The slope deformation development characteristics after underground coal mining are given. The lithology of Fengmaoding slope consists of soil and bedrock. The slope is about 140m long and 210m wide. The area is 29,400m2 and its volume is 58,8000m3. The principal axis direction of the slope is 318°, and the average slope is 50°. The front elevation of the slope is 1036m and the rear elevation is 1146m. The slope appears irregular semicircle in the plane, and a convex on the section approximately, as shown in Figure 1.
The field investigation suggests that the slope deformation-failure is presented as a ground fissure. 25 fissures are found, most of them are distributed on the mountaintop. Usually, they are tensing fissures and strike from north-east to south-west, which is presented as a linear distribution along the mined-out area. The width of these fissures is different, which is usually about 2cm. And some fissures are buried by diluvium (The Fengmaoding unstable geological body of survey report in Luyukou, 2009; Lv et al., 2011).
Engineering geological conditions in the research area
Geographic and geomorphic conditions
Located on the east side of the central part of Luliang ridge, the research area is a mid-low mountainous area with loess on its top and bedrock exposed on both sides of the river valley at its foot. The north-west part of the slope is standing next to the Lion riverbed. The elevation in the highest point of the Fengmaoding is 1145m, while the beach of the western Fenhe river is only 1030m in elevation. The maximum relative relief is about 115m. As to the maximum slope steepness, the bedrock region is 48°, the loess region is 60°and the average steepness is 35°. The erosion gullies divide the north-east part and the south-west part of the slope.
The railway special line, county road and Lion riverbed lie in the western part of the research area.
Formation lithology conditions
The research area is situated in the north-west corner of Xishan coalfield. The exposure strata are lower Permian Shanxi formation, lower Permian lower Shihezi formation, higher Permian higher Shihezi formation in Permian system; Neogene upper Pliocene Baode formation, quaternary middle Pleistocene Lishi formation, upper epipleistocene Malan formation, and Holocene stratum. The former three strata mainly exist on both sides of the branches of the Lion river, while the rest mainly spread at the mountain ridges and riverbed regions (Mese & Tutuncu, 1997).
Geological structure condition
Located at the north-west edge of Taiyuan Xishan coalfield, the area is a part of graben formed by Lion River-Malan syncline fold belt of Taiyuan Xishan syncline subsidiary fold, subsidiary fold in Haojiagou north syncline, Jiulongta fault (F17) and Hongyazi fault (F49).
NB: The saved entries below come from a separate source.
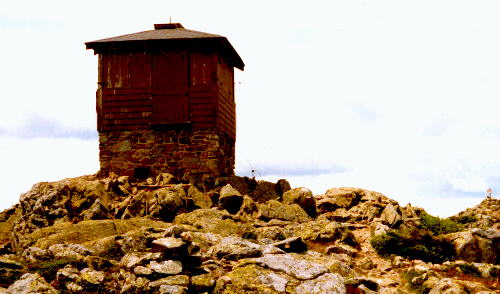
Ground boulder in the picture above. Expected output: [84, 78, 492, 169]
[228, 176, 285, 202]
[13, 176, 113, 241]
[191, 273, 216, 293]
[427, 278, 467, 294]
[134, 266, 153, 276]
[149, 260, 183, 275]
[228, 175, 255, 196]
[119, 271, 149, 293]
[283, 187, 316, 217]
[257, 200, 310, 223]
[379, 203, 403, 228]
[81, 198, 110, 220]
[156, 173, 176, 185]
[158, 285, 188, 294]
[152, 186, 188, 221]
[250, 253, 329, 280]
[48, 243, 94, 261]
[0, 257, 23, 288]
[275, 179, 292, 196]
[120, 252, 162, 269]
[250, 180, 281, 203]
[80, 267, 105, 285]
[236, 195, 258, 219]
[326, 244, 358, 257]
[19, 218, 169, 251]
[287, 220, 358, 248]
[7, 273, 58, 294]
[449, 197, 500, 229]
[444, 228, 500, 264]
[187, 186, 212, 209]
[294, 273, 346, 294]
[151, 237, 186, 256]
[0, 205, 21, 245]
[272, 237, 307, 253]
[208, 236, 262, 260]
[316, 188, 361, 213]
[218, 184, 244, 214]
[214, 264, 295, 293]
[174, 209, 253, 237]
[118, 191, 153, 219]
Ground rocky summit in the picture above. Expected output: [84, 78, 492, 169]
[0, 174, 498, 293]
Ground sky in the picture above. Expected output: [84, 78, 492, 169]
[1, 0, 499, 216]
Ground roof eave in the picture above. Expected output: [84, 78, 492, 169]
[85, 38, 244, 71]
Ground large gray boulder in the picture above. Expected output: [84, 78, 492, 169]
[7, 273, 58, 294]
[283, 187, 316, 217]
[316, 188, 361, 213]
[444, 228, 500, 264]
[151, 186, 187, 221]
[218, 184, 244, 214]
[294, 273, 346, 294]
[257, 200, 310, 223]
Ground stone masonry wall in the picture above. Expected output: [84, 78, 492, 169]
[98, 128, 235, 181]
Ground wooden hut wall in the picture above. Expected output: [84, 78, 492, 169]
[97, 49, 233, 133]
[189, 51, 217, 129]
[216, 55, 236, 139]
[98, 52, 153, 131]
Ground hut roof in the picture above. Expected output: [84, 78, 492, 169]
[85, 23, 244, 70]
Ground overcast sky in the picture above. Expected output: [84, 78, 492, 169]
[1, 0, 499, 216]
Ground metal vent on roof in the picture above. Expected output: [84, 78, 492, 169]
[154, 23, 184, 30]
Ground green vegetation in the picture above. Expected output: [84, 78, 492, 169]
[401, 269, 429, 294]
[458, 263, 481, 277]
[449, 214, 478, 225]
[242, 230, 257, 240]
[370, 229, 456, 263]
[371, 212, 466, 263]
[27, 258, 85, 282]
[418, 213, 464, 235]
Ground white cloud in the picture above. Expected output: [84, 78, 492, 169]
[0, 115, 97, 140]
[0, 137, 99, 211]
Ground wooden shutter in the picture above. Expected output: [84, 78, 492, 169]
[152, 50, 189, 124]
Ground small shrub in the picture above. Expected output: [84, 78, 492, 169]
[459, 263, 481, 277]
[242, 230, 257, 240]
[370, 229, 456, 263]
[490, 266, 500, 277]
[275, 232, 286, 241]
[419, 214, 464, 235]
[449, 214, 478, 225]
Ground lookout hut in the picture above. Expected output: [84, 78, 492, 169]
[85, 23, 244, 180]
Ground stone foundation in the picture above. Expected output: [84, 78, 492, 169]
[98, 128, 235, 181]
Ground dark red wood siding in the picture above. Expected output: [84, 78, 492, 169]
[152, 51, 189, 124]
[96, 48, 235, 138]
[216, 55, 236, 138]
[189, 52, 216, 128]
[98, 52, 153, 131]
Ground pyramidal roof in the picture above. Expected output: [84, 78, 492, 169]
[85, 23, 244, 70]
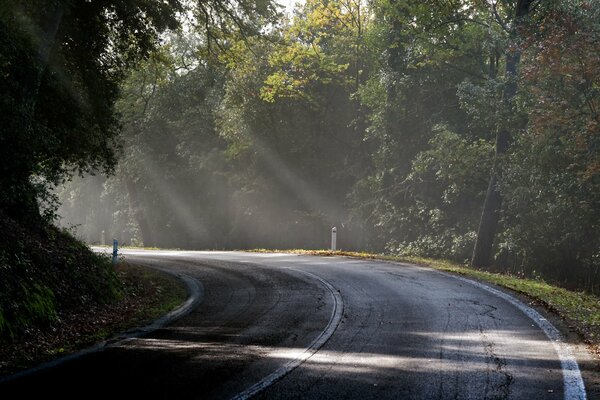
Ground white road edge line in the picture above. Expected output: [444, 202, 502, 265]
[447, 273, 586, 400]
[230, 269, 344, 400]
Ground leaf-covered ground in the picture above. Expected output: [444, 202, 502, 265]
[0, 262, 186, 379]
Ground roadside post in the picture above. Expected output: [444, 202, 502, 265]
[331, 227, 337, 252]
[112, 239, 118, 265]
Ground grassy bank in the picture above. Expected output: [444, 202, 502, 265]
[0, 262, 187, 378]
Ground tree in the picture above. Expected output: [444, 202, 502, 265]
[56, 0, 281, 248]
[471, 0, 535, 267]
[497, 0, 600, 289]
[203, 0, 375, 249]
[0, 0, 181, 224]
[114, 1, 279, 247]
[353, 0, 503, 252]
[116, 40, 230, 248]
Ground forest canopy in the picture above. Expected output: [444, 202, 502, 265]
[2, 0, 598, 292]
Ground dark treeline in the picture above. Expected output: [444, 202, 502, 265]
[50, 0, 600, 291]
[0, 0, 284, 340]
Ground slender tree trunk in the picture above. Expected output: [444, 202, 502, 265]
[125, 176, 155, 247]
[121, 69, 160, 247]
[471, 0, 533, 267]
[471, 139, 507, 267]
[384, 0, 404, 164]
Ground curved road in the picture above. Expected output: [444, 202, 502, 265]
[1, 250, 593, 399]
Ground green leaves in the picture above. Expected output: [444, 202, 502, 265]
[47, 0, 600, 291]
[259, 0, 367, 103]
[0, 0, 184, 223]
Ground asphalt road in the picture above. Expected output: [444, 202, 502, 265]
[1, 250, 594, 399]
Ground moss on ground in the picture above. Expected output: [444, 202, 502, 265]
[0, 262, 187, 378]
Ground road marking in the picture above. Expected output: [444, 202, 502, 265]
[230, 269, 344, 400]
[448, 274, 586, 400]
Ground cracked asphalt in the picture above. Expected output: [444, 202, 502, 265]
[1, 250, 595, 399]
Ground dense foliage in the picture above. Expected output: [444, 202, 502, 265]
[0, 0, 279, 340]
[0, 0, 182, 223]
[0, 0, 190, 341]
[33, 0, 600, 292]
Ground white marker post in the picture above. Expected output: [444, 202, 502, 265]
[331, 227, 337, 252]
[112, 239, 118, 265]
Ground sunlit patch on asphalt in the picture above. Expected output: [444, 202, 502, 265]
[114, 338, 559, 377]
[409, 331, 560, 361]
[96, 251, 587, 399]
[230, 269, 344, 400]
[447, 273, 587, 400]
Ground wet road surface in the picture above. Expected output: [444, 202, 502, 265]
[1, 250, 590, 399]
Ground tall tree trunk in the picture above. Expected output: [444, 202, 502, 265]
[125, 176, 155, 247]
[384, 0, 405, 171]
[471, 0, 533, 267]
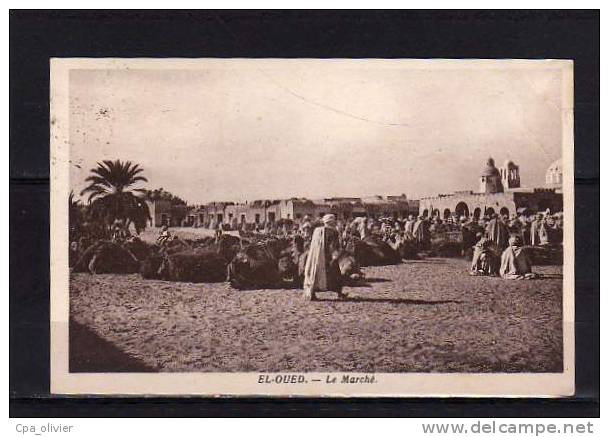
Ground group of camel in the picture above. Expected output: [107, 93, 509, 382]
[70, 232, 428, 290]
[70, 224, 564, 291]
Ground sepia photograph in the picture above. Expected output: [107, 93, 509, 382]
[49, 58, 574, 396]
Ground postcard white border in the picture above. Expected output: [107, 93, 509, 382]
[50, 58, 575, 397]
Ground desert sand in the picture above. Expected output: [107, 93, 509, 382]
[69, 258, 563, 373]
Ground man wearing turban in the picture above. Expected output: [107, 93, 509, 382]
[412, 215, 430, 247]
[303, 214, 345, 301]
[530, 213, 547, 246]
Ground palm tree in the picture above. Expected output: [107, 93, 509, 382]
[69, 190, 80, 213]
[69, 190, 82, 240]
[81, 160, 150, 235]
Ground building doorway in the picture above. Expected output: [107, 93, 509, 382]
[455, 202, 469, 218]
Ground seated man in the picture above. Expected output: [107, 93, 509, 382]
[499, 235, 539, 280]
[156, 224, 171, 246]
[386, 231, 403, 251]
[469, 233, 498, 276]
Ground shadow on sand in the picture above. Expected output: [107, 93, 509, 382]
[539, 273, 563, 279]
[402, 258, 450, 265]
[360, 277, 392, 283]
[70, 319, 156, 373]
[318, 296, 462, 305]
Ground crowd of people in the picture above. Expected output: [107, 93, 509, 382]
[230, 209, 563, 252]
[70, 207, 563, 301]
[257, 210, 564, 300]
[81, 209, 562, 301]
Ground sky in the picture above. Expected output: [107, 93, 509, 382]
[69, 60, 566, 205]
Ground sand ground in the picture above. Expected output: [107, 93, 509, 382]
[69, 258, 563, 373]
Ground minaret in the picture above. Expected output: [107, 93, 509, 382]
[500, 160, 520, 189]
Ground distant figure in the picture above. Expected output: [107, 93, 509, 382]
[539, 216, 550, 245]
[69, 241, 80, 267]
[348, 217, 368, 240]
[550, 213, 563, 244]
[485, 213, 509, 252]
[499, 235, 538, 279]
[380, 221, 392, 239]
[404, 215, 415, 237]
[299, 221, 313, 248]
[519, 214, 531, 243]
[110, 221, 128, 242]
[157, 224, 171, 246]
[508, 215, 523, 238]
[303, 214, 345, 301]
[412, 216, 430, 246]
[429, 217, 445, 235]
[469, 233, 497, 276]
[460, 217, 476, 256]
[530, 213, 547, 246]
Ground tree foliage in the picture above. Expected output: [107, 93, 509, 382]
[69, 190, 84, 240]
[144, 188, 187, 206]
[80, 160, 150, 234]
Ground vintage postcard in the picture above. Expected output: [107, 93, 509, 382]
[50, 58, 574, 396]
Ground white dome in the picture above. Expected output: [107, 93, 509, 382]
[545, 159, 562, 185]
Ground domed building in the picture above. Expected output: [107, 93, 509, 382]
[479, 158, 504, 193]
[419, 156, 563, 219]
[545, 158, 563, 188]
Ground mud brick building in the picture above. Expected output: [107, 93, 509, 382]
[418, 157, 563, 219]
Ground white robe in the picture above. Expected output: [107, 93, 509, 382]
[404, 220, 415, 236]
[499, 245, 532, 279]
[303, 226, 327, 295]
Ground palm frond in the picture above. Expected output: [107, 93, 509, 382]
[81, 159, 150, 233]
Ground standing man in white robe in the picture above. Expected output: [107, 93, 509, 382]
[303, 214, 345, 301]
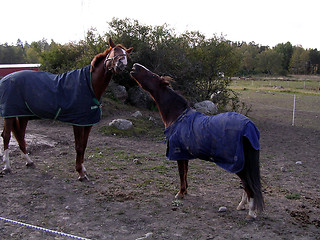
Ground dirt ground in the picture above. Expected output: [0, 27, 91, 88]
[0, 91, 319, 240]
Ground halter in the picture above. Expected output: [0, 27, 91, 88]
[103, 51, 127, 71]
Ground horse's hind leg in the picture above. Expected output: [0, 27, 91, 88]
[175, 160, 189, 199]
[236, 137, 264, 220]
[236, 170, 256, 219]
[12, 117, 34, 167]
[1, 118, 15, 173]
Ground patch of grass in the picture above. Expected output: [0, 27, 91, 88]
[144, 164, 167, 173]
[99, 116, 164, 141]
[285, 192, 301, 200]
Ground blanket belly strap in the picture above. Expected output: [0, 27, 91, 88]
[54, 108, 62, 120]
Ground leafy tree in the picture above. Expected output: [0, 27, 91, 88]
[289, 46, 310, 74]
[0, 42, 25, 63]
[309, 48, 320, 74]
[238, 42, 260, 75]
[274, 42, 293, 73]
[256, 49, 284, 75]
[39, 41, 84, 73]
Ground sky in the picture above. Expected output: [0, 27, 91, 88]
[1, 0, 319, 49]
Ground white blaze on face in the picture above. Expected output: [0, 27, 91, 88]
[120, 48, 128, 65]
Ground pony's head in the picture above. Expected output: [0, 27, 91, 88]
[91, 38, 133, 73]
[130, 63, 171, 93]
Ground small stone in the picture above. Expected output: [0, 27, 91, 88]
[109, 119, 133, 130]
[295, 161, 302, 165]
[132, 111, 142, 118]
[218, 206, 227, 212]
[133, 159, 141, 164]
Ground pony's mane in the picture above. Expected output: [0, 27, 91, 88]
[163, 77, 189, 109]
[90, 44, 128, 70]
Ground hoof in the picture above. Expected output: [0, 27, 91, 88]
[175, 192, 185, 200]
[246, 214, 256, 221]
[237, 205, 246, 211]
[26, 162, 35, 168]
[1, 168, 12, 174]
[78, 175, 89, 182]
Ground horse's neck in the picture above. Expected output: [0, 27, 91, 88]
[91, 65, 113, 100]
[154, 88, 188, 128]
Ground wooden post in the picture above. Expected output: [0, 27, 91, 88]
[292, 94, 296, 126]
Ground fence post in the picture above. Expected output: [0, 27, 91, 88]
[292, 94, 296, 126]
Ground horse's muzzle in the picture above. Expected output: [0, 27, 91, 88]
[115, 61, 126, 73]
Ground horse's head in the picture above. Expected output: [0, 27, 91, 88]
[130, 63, 170, 93]
[105, 38, 133, 73]
[91, 38, 133, 74]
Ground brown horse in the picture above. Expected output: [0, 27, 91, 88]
[0, 38, 132, 181]
[130, 63, 264, 219]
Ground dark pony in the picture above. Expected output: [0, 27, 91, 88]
[130, 63, 264, 219]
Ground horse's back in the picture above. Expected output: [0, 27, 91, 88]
[0, 70, 59, 119]
[165, 110, 260, 173]
[0, 66, 101, 125]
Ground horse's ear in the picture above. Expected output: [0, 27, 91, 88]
[109, 38, 115, 48]
[126, 47, 133, 54]
[160, 76, 172, 87]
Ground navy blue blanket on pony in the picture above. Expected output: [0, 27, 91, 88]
[164, 108, 260, 173]
[0, 65, 101, 126]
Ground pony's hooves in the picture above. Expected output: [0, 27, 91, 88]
[78, 175, 89, 182]
[1, 168, 12, 174]
[237, 205, 246, 211]
[175, 193, 185, 200]
[26, 162, 35, 168]
[246, 215, 256, 221]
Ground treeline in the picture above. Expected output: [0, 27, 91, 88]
[1, 18, 319, 109]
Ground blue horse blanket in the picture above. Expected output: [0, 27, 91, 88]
[164, 108, 260, 173]
[0, 65, 101, 126]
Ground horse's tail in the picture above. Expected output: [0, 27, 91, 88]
[243, 137, 264, 212]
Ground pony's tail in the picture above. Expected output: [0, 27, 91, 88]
[243, 137, 264, 212]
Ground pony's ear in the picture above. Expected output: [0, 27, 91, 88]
[109, 38, 115, 48]
[126, 47, 133, 54]
[160, 76, 172, 87]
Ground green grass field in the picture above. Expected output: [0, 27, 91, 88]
[230, 75, 320, 95]
[229, 75, 320, 131]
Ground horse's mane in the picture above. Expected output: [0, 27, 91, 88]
[163, 77, 189, 110]
[90, 44, 128, 70]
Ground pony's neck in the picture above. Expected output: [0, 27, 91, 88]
[90, 62, 113, 100]
[153, 88, 189, 128]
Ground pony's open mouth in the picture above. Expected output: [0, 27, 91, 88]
[130, 64, 137, 76]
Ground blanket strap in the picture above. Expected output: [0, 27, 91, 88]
[54, 108, 62, 120]
[91, 98, 101, 110]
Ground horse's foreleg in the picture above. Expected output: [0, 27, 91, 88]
[1, 118, 14, 173]
[237, 191, 248, 211]
[73, 125, 92, 181]
[175, 160, 189, 199]
[12, 117, 34, 168]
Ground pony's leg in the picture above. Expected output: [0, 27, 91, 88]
[236, 137, 264, 220]
[73, 125, 92, 181]
[237, 191, 248, 211]
[12, 117, 34, 167]
[237, 170, 256, 219]
[175, 160, 189, 199]
[1, 118, 14, 173]
[248, 197, 257, 219]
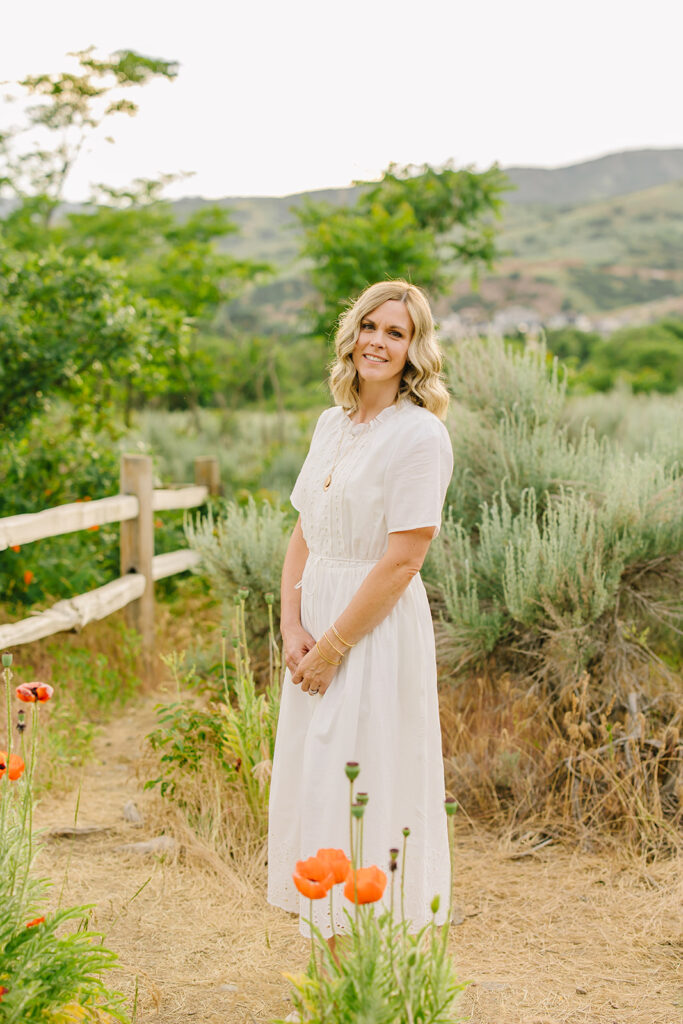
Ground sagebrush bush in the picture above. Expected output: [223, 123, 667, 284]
[425, 334, 683, 849]
[184, 496, 291, 645]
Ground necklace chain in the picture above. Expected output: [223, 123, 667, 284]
[323, 420, 359, 491]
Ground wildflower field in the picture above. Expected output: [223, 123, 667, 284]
[1, 338, 682, 1023]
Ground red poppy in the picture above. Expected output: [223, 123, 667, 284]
[23, 570, 34, 586]
[293, 856, 335, 900]
[316, 848, 351, 885]
[0, 752, 25, 781]
[10, 545, 20, 552]
[16, 682, 54, 703]
[87, 524, 100, 532]
[344, 865, 387, 905]
[0, 986, 8, 1000]
[26, 916, 46, 928]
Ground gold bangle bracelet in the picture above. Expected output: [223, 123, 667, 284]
[332, 624, 356, 648]
[316, 641, 341, 667]
[322, 630, 345, 658]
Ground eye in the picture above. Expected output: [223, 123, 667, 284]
[361, 322, 374, 331]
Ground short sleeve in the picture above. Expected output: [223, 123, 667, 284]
[290, 407, 335, 512]
[384, 421, 453, 538]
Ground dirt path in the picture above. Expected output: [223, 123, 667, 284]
[33, 688, 681, 1024]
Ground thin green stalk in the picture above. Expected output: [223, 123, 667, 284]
[349, 780, 354, 869]
[400, 831, 409, 923]
[329, 888, 335, 938]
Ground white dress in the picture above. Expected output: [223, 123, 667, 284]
[267, 398, 454, 938]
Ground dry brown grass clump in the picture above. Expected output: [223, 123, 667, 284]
[439, 655, 682, 857]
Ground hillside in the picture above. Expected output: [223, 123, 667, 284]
[2, 147, 682, 328]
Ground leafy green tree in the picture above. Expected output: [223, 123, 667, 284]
[587, 321, 683, 393]
[0, 50, 270, 417]
[295, 160, 513, 335]
[0, 47, 178, 220]
[0, 239, 182, 437]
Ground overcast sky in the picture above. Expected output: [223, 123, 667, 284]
[1, 0, 681, 201]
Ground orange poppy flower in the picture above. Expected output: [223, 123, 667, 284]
[344, 865, 387, 905]
[10, 545, 20, 552]
[0, 986, 8, 1000]
[0, 752, 25, 781]
[87, 524, 100, 532]
[316, 848, 351, 885]
[26, 917, 45, 928]
[293, 856, 335, 900]
[16, 682, 54, 703]
[23, 570, 34, 586]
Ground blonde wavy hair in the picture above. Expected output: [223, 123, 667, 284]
[328, 280, 450, 421]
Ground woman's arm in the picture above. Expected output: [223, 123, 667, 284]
[281, 516, 315, 675]
[291, 526, 435, 696]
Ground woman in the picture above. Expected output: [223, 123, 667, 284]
[267, 280, 453, 939]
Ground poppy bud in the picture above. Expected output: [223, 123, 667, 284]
[2, 654, 12, 668]
[351, 803, 365, 819]
[238, 588, 249, 600]
[430, 894, 441, 915]
[389, 848, 399, 872]
[444, 799, 458, 816]
[16, 710, 26, 734]
[265, 592, 274, 605]
[356, 792, 369, 806]
[344, 761, 360, 781]
[233, 595, 242, 606]
[402, 827, 411, 838]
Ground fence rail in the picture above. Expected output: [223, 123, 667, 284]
[0, 454, 218, 661]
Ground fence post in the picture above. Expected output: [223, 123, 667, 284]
[194, 456, 221, 496]
[120, 454, 155, 670]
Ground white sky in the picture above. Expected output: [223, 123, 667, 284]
[1, 0, 681, 201]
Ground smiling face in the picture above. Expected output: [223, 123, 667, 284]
[352, 299, 414, 393]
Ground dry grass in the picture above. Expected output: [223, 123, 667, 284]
[28, 681, 682, 1024]
[438, 661, 683, 857]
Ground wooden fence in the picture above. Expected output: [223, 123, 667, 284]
[0, 454, 219, 660]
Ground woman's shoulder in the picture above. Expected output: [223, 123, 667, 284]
[396, 401, 451, 443]
[311, 404, 345, 436]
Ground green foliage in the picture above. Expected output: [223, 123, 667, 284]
[562, 387, 683, 465]
[146, 596, 281, 842]
[8, 620, 142, 793]
[424, 335, 683, 673]
[124, 407, 319, 501]
[184, 497, 291, 641]
[278, 777, 466, 1024]
[281, 906, 466, 1024]
[0, 660, 128, 1023]
[295, 160, 512, 335]
[580, 319, 683, 394]
[543, 317, 683, 394]
[0, 241, 175, 437]
[0, 405, 187, 606]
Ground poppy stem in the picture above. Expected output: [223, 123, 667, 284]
[329, 888, 335, 939]
[309, 898, 316, 975]
[4, 663, 12, 764]
[348, 778, 354, 870]
[400, 832, 408, 923]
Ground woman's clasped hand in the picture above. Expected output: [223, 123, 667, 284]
[290, 626, 352, 697]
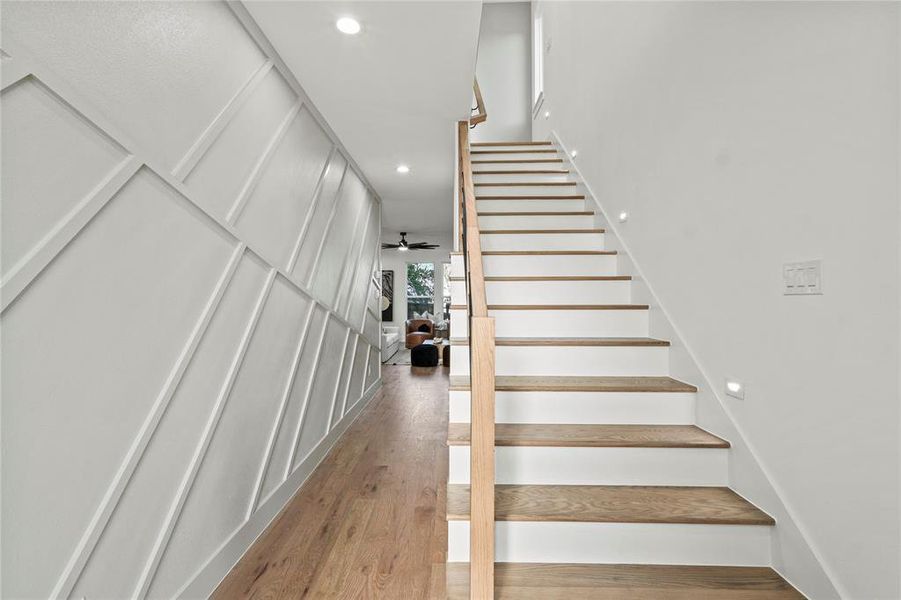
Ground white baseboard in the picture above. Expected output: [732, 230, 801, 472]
[176, 379, 382, 599]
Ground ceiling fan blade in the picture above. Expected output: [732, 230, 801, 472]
[409, 244, 440, 250]
[381, 243, 401, 249]
[408, 242, 439, 247]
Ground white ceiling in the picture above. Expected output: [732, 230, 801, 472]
[244, 1, 482, 238]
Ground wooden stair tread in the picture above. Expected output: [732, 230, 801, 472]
[477, 195, 585, 200]
[474, 169, 570, 175]
[475, 182, 578, 187]
[450, 337, 670, 347]
[472, 149, 558, 154]
[449, 275, 631, 282]
[445, 563, 805, 599]
[473, 159, 565, 164]
[447, 424, 729, 448]
[446, 485, 775, 525]
[449, 304, 648, 310]
[449, 375, 697, 393]
[471, 141, 554, 147]
[478, 211, 593, 216]
[479, 229, 604, 234]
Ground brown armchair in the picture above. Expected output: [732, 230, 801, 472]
[405, 319, 435, 349]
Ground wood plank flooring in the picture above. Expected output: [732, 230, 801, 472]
[212, 366, 449, 600]
[445, 563, 805, 599]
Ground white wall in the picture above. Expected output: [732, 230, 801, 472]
[0, 2, 383, 598]
[533, 2, 900, 598]
[380, 233, 454, 335]
[472, 2, 532, 142]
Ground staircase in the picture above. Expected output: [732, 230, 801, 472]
[446, 140, 805, 598]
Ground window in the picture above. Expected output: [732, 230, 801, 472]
[442, 262, 452, 321]
[532, 13, 544, 112]
[406, 262, 434, 319]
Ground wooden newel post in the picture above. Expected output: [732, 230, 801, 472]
[469, 317, 495, 599]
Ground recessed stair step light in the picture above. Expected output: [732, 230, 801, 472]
[336, 17, 361, 35]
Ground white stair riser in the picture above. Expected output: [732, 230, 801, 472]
[448, 446, 728, 486]
[450, 279, 631, 305]
[480, 232, 604, 251]
[451, 308, 648, 338]
[474, 185, 582, 196]
[478, 214, 595, 229]
[472, 151, 561, 161]
[447, 522, 771, 566]
[448, 390, 696, 424]
[450, 345, 669, 377]
[471, 144, 555, 152]
[477, 199, 586, 212]
[473, 172, 573, 184]
[490, 255, 616, 277]
[451, 253, 616, 277]
[470, 161, 564, 171]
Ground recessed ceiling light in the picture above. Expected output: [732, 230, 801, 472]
[544, 111, 550, 119]
[618, 211, 629, 223]
[396, 164, 410, 174]
[336, 17, 361, 35]
[571, 150, 578, 158]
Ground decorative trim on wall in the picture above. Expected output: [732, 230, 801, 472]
[1, 3, 384, 597]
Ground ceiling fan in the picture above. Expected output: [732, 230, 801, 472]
[382, 232, 439, 252]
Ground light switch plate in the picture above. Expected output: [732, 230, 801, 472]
[783, 260, 822, 295]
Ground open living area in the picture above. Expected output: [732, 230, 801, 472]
[2, 1, 899, 599]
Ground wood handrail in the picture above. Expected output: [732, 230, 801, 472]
[470, 78, 487, 127]
[457, 119, 495, 599]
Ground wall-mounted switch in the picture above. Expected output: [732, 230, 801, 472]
[783, 260, 822, 295]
The anticline is located in western research area, whose west wing is the strata of Shanxi formation and lower Shihezi formation in the lower Permian system. The stratigraphic dip generally ranges from 5°-9°, and some can reach 14°. The surface of the east wing of the anticline is largely covered by Neogene and Quaternary strata, underlying is the strata of Shanxi formation and lower Shihezi formation in the lower Permian system. Both wings are substantially symmetric. The axial direction of north-north-east extends close to a line, and the extended length is more than 1500m pitching toward the south.
According to the surface investigation and analysis of the relevant geological data, three normal faults (F17, F19, and F20) are found in the research area whose strike is almost parallel with the Lion River. These faults lean south-east with a larger dip. The fault displacements range from 5m to 40m combined into steps.
F17 normal fault: the fault strikes to north-east of 30°, and leans to the south-east with an angle of inclination of 65°. The fault displacement is about 40m.
F19 normal fault: the fault is about 130 m from the west side of F17 normal fault. It strikes to the north-east of 25° and leans to the south-east with an angle of inclination of 65°. Its fault displacement is about 6m, and the extended length is about 900m.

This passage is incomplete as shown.